No. CV-17-04504-PHX-DWL (D. Ariz. Feb. 19, 2019)

Opinion

No. CV-17-04504-PHX-DWL

02-19-2019

Debra Sue Sallee, Plaintiff, v. Commissioner of Social Security Administration, Defendant.


ORDER

INTRODUCTION

Plaintiff Debra Sue Sallee ("Sallee") seeks review under 42 U.S.C. § 405(g) of the final decision of the Acting Commissioner of Social Security ("Commissioner"), which denied her application for disability benefits and supplemental security income. For the following reasons, the Court finds that the administrative law judge's ("ALJ") decision was based on reversible legal error and remands for further proceedings.

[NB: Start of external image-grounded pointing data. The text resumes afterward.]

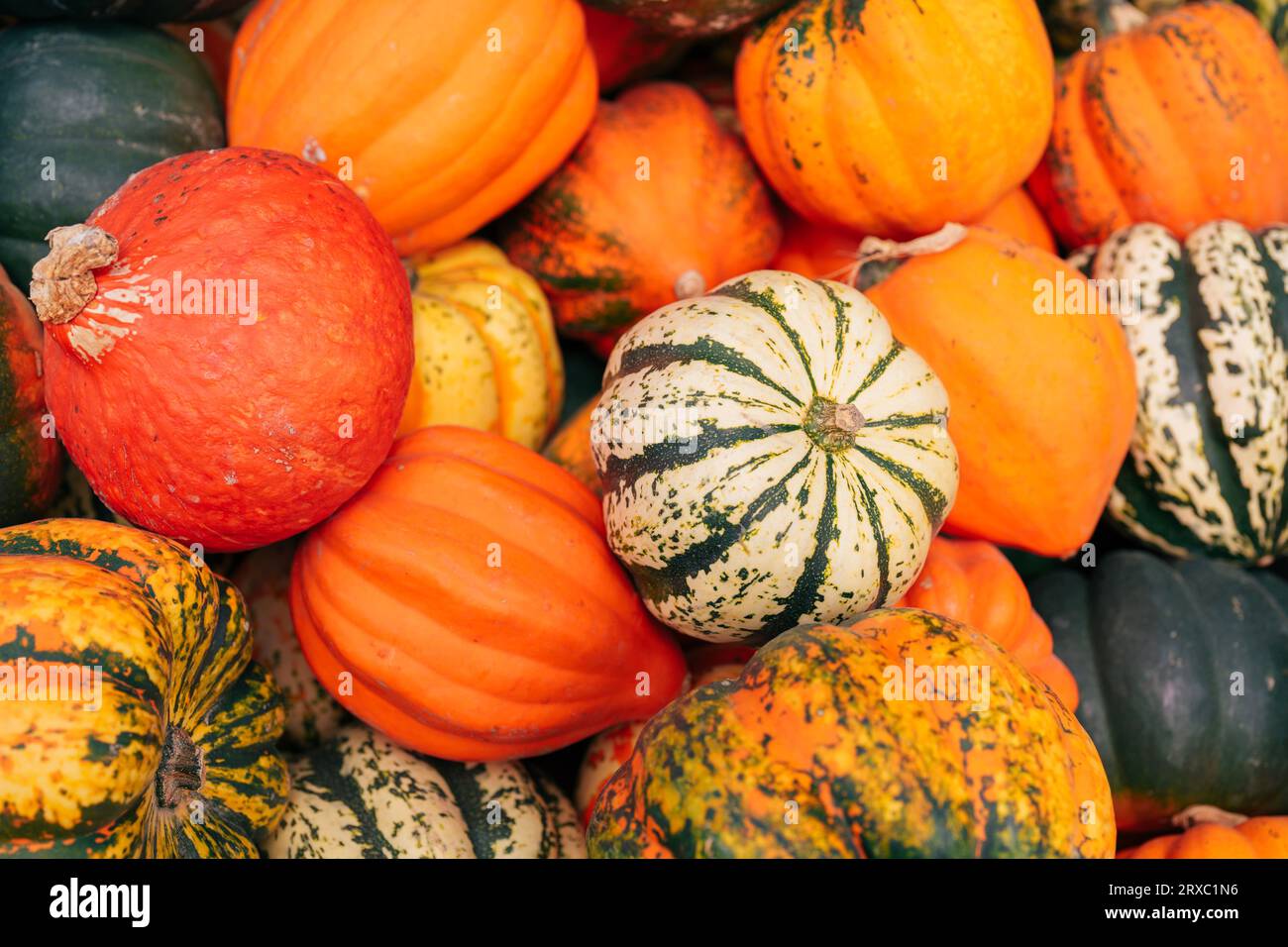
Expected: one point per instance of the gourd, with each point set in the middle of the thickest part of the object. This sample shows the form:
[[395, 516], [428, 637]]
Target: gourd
[[816, 750], [1181, 672], [879, 119], [1176, 120], [657, 204], [361, 795], [1207, 322], [273, 379], [168, 753], [485, 348], [771, 457], [493, 620], [65, 145], [434, 153]]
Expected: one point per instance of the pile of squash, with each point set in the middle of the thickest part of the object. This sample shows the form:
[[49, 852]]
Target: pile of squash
[[634, 428]]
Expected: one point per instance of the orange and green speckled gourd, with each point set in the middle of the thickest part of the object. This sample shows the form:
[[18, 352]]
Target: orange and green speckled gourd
[[804, 757], [178, 759]]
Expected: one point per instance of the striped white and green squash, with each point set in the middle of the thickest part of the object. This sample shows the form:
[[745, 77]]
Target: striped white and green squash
[[1209, 331], [772, 458], [361, 795]]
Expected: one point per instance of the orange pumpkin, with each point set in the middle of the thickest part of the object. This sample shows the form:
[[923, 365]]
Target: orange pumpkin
[[1042, 395], [880, 118], [439, 115], [975, 583], [1176, 120], [467, 604], [657, 204]]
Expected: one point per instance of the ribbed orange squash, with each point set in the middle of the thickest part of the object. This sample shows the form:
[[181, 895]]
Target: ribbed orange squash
[[1177, 121], [441, 115], [975, 583], [892, 118], [657, 204], [1042, 403], [467, 604]]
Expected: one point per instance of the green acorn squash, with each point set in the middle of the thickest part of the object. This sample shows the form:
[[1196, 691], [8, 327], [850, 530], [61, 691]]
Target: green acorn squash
[[1183, 672], [84, 106], [171, 751], [361, 795]]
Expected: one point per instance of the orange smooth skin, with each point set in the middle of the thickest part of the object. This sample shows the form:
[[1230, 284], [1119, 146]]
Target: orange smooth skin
[[445, 131], [892, 118], [472, 595], [973, 582], [1041, 406], [1147, 125]]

Sallee is a 50-year-old woman who previously worked as an accounts payable clerk and a customer service representative and alleges she became disabled in March 2013. In 2014, she filed applications for disability benefits and supplemental security income. (A.R. 198-207.) Her claims were initially denied on June 12, 2014 (A.R. 68-69) and again upon reconsideration on November 18, 2014 (A.R. 98-99). Sallee then filed a written request for a hearing on December 4, 2014. (A.R. 153-154.) On June 15, 2016, she appeared and testified at a video hearing at which an impartial vocational expert also appeared and testified. (A.R. 42-67.) On July 7, 2016, the ALJ issued a decision that Sallee was not disabled within the meaning of the Social Security Act. (A.R. 23-35.) The ALJ's decision became the Commissioner's final decision when the Appeals Council denied Sallee's request for review on October 5, 2017. (A.R. 1-6.)

LEGAL STANDARD

The Court addresses only the issues raised by the claimant in the appeal from the ALJ's decision. Lewis v. Apfel, 236 F.3d 503, 517 n.13 (9th Cir. 2001). "The ALJ is responsible for determining credibility, resolving conflicts in medical testimony, and resolving ambiguities." Edlund v. Massanari, 253 F.3d 1152, 1156 (9th Cir. 2001), as amended on reh'g (Aug. 9, 2001). The Court should uphold the ALJ's decision "unless it contains legal error or is not supported by substantial evidence." Orn v. Astrue, 495 F.3d 625, 630 (9th Cir. 2007). "Substantial evidence is more than a mere scintilla but less than a preponderance." Id. Put another way, "[i]t is such relevant evidence as a reasonable mind might accept as adequate to support a conclusion." Id. (citation omitted). The Court should uphold the ALJ's decision "[w]here evidence is susceptible to more than one rational interpretation," but the Court "must consider the entire record as a whole and may not affirm simply by isolating a specific quantum of supporting evidence." Id. (citations and internal quotation marks omitted).

"[H]armless error principles apply in the Social Security Act context." Molina v. Astrue, 674 F.3d 1104, 1115 (9th Cir. 2012). "[A]n ALJ's error is harmless where it is inconsequential to the ultimate nondisability determination." Id. (citations and internal quotation marks omitted). The Court must "look at the record as a whole to determine whether the error alters the outcome of the case." Id. Importantly, however, the Court may not uphold an ALJ's decision on a ground not actually relied on by the ALJ. Id. at 1121.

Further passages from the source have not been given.